MIL Speech Seminars 2003-2004

The MIL Speech Seminar series schedule for the Michaelmas Term 2003 was as follows:

October 21st 2003	Gunnar Evermann (MIL)	Designing Fast LVCSR Systems	Large vocabulary speech recognition systems often require very significant amounts of compute time to achieve state-of-the-art recognition accuracy. This is true in particular for the large systems developed for the annual US government sponsored LVCSR evaluations. Typical these systems will run around 200 times slower than real time (200xRT). Recently, there has been increased interest in building LVCSR systems designed to run much faster, for example in less than 10xRT. Developing fast systems with state-of-the-art recognition performance is explicitly one of the aims of the DARPA EARS project. This seminar will give a brief overview of the work funded under the DARPA EARS project at CUED and describe the structure and components of a typical evaluation-style LVCSR system before discussing the "fast" (less than 10xRT) systems developed for the Broadcast News and Conversational Telephone Speech tasks. Results on the official Rich Transcription evaluation test conducted earlier this year will be presented.
November 4th 2003	Lan Wang (MIL)	Discriminative Speaker Adaptive Training	Speaker Adaptive Training (SAT) applies speaker-specific training-set transforms in the HMM parameter optimization to improve the speaker-independent acoustic models (the canonical models). The use of discriminative training criteria for Speaker Adaptive Training (SAT) has been investigated, where both the transform generation and model parameter estimation are estimated using the minimum phone error (MPE) criterion. In a similar fashion to the use of I-smoothing for standard MPE training, a smoothing technique is introduced to avoid over-training when optimizing MPE-based feature-space transforms. Experiments on a Conversational Telephone Speech (CTS) transcription task demonstrate that MPE-based SAT models can reduce the word error rate over non-SAT MPE models by 1.0\% absolute, after lattice-based MLLR adaptation. Moreover, a simplified implementation of MPE-SAT with the use of constrained MLLR, in place of MPE-estimated transforms, is also discussed.
November 18th 2003	Nick Hughes (Robotics Research Group, Oxford)	Probabilistic Models for Automated ECG Interval Analysis	The electrocardiogram (ECG) is an important non-invasive tool for assessing the condition of the heart. By examining the ECG signal in detail it is possible to derive a number of informative measurements from the characteristic ECG waveform. Perhaps the most important of these measurements is the "QT interval", which plays a crucial role in clinical drug trials. In particular, drug-induced prolongation of the QT interval (known as long QT syndrome) can result in a very fast abnormal heart rhythm which is often followed by sudden cardiac death. Failure to detect long QT syndrome is a serious issue, which has recently received significant media attention due to the unexpected side-effects of the antihistamine Triludan. In addition, the genetic form of long QT syndrome is believed to be responsible for the death of the footballer Marc Vivien-Foe during this summer's Confederations Cup. In this talk I will describe my work on developing probabilistic models for automatically segmenting ECG waveforms into their constituent waveform features. I will show how wavelet methods, and in particular the undecimated wavelet transform, can be used to provide a representation of the ECG which is more appropriate for subsequent modelling. I will then examine the use of hidden Markov models for segmenting the resulting wavelet coefficients, and show that the state durations implicit in a standard HMM are ill-suited to those of real ECG features. This motivates the use of hidden semi-Markov models which provide improved duration modelling and a more robust segmentation. Finally i will discuss how these models can be adapted to changes in the patient's heart rate.
November 25th 2003	Ricky Chan (MIL)	Lightly Supervised Discriminative Training	In state-of-the-art large vocabulary continuous speech recognition (LVCSR) systems, large amounts of acoustic training data are required for estimating the model parameters robustly.
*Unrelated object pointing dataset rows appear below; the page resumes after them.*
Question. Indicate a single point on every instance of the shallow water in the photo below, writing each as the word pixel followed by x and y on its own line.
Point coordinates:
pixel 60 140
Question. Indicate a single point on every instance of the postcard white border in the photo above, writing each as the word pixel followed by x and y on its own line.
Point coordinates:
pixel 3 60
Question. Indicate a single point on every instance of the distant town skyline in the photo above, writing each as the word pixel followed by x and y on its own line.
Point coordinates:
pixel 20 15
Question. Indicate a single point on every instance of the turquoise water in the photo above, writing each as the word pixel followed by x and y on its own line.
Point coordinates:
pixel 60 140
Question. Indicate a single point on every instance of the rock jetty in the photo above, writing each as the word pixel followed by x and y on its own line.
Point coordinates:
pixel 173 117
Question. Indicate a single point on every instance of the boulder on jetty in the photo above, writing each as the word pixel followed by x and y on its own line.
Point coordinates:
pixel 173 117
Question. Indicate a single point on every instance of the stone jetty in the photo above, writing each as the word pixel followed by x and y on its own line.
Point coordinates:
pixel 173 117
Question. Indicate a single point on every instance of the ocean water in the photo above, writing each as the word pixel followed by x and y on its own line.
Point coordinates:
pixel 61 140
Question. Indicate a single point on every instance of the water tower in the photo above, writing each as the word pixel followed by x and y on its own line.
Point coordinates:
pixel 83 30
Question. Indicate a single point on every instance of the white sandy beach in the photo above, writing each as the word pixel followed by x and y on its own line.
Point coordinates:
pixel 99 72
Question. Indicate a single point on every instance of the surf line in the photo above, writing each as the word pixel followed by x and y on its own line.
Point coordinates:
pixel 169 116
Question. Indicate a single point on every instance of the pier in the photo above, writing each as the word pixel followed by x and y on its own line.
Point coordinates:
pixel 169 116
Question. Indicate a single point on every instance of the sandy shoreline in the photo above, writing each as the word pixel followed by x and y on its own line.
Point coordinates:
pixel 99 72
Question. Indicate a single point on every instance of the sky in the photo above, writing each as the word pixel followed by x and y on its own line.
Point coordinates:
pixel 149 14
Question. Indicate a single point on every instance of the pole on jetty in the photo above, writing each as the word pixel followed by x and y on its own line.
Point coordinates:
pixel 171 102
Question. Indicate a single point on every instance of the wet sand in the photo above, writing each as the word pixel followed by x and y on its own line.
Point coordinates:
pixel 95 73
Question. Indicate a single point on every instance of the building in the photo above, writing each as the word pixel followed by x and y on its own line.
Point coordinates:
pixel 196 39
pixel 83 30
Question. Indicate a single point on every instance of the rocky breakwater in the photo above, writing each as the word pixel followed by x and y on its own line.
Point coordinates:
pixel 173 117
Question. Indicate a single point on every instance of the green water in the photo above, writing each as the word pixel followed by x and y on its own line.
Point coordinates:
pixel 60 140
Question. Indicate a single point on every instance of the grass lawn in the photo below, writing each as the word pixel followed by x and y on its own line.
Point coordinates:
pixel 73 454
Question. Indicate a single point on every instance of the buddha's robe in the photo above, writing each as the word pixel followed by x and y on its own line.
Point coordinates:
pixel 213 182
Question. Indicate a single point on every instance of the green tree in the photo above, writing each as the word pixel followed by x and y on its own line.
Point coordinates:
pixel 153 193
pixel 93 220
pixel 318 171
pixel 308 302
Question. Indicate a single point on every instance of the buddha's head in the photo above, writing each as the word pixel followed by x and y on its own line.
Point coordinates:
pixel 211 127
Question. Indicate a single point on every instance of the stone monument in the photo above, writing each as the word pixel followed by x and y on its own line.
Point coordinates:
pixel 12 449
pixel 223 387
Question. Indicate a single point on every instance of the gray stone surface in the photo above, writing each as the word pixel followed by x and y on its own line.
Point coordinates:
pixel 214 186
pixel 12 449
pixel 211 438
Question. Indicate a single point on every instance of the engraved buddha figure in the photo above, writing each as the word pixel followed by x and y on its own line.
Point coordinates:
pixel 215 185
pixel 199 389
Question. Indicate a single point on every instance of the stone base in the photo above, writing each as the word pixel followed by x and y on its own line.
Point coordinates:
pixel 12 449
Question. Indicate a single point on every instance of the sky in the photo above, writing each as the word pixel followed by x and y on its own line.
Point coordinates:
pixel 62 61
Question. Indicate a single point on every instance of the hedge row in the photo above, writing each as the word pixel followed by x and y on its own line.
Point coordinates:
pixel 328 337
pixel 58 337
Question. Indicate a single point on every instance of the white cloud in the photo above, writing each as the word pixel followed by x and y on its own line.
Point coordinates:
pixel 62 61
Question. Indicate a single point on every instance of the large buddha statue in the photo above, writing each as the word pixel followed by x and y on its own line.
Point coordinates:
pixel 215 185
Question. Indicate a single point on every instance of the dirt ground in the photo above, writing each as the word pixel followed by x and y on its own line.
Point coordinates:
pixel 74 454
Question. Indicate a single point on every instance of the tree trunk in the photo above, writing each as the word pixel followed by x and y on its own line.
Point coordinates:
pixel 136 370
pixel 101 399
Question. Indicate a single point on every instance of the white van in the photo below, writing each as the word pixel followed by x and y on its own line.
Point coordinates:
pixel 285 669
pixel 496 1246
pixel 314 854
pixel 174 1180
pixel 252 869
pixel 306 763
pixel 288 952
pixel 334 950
To produce high quality manual transcriptions for the acoustic training data, however, is very time consuming and expensive and thus limits the audio data that can be used. Therefore, it is interesting to use large amounts of low cost training data transcriptions for acoustic model training - Lightly supervised training. In this seminar, I will present lightly supervised discriminative training with large amounts of broadcast news data for which only partially correct closed caption transcriptions are available. In particular, language models biased to the closed-caption transcripts are used to recognise the audio data, and the recognised transcripts are then used as the training transcriptions for acoustic model training. A range of experiments that use maximum likelihood (ML) training as well as discriminative training based on either maximum mutual information (MMI) or minimum phone error (MPE) will be presented. In a 5xRT broadcast news transcription system that includes adaptation, it is shown that reductions in word error rate (WER) in the range of 1% absolute can be achieved. Finally, some experiments on training data selection will be presented to compare different methods of "filtering" the transcripts.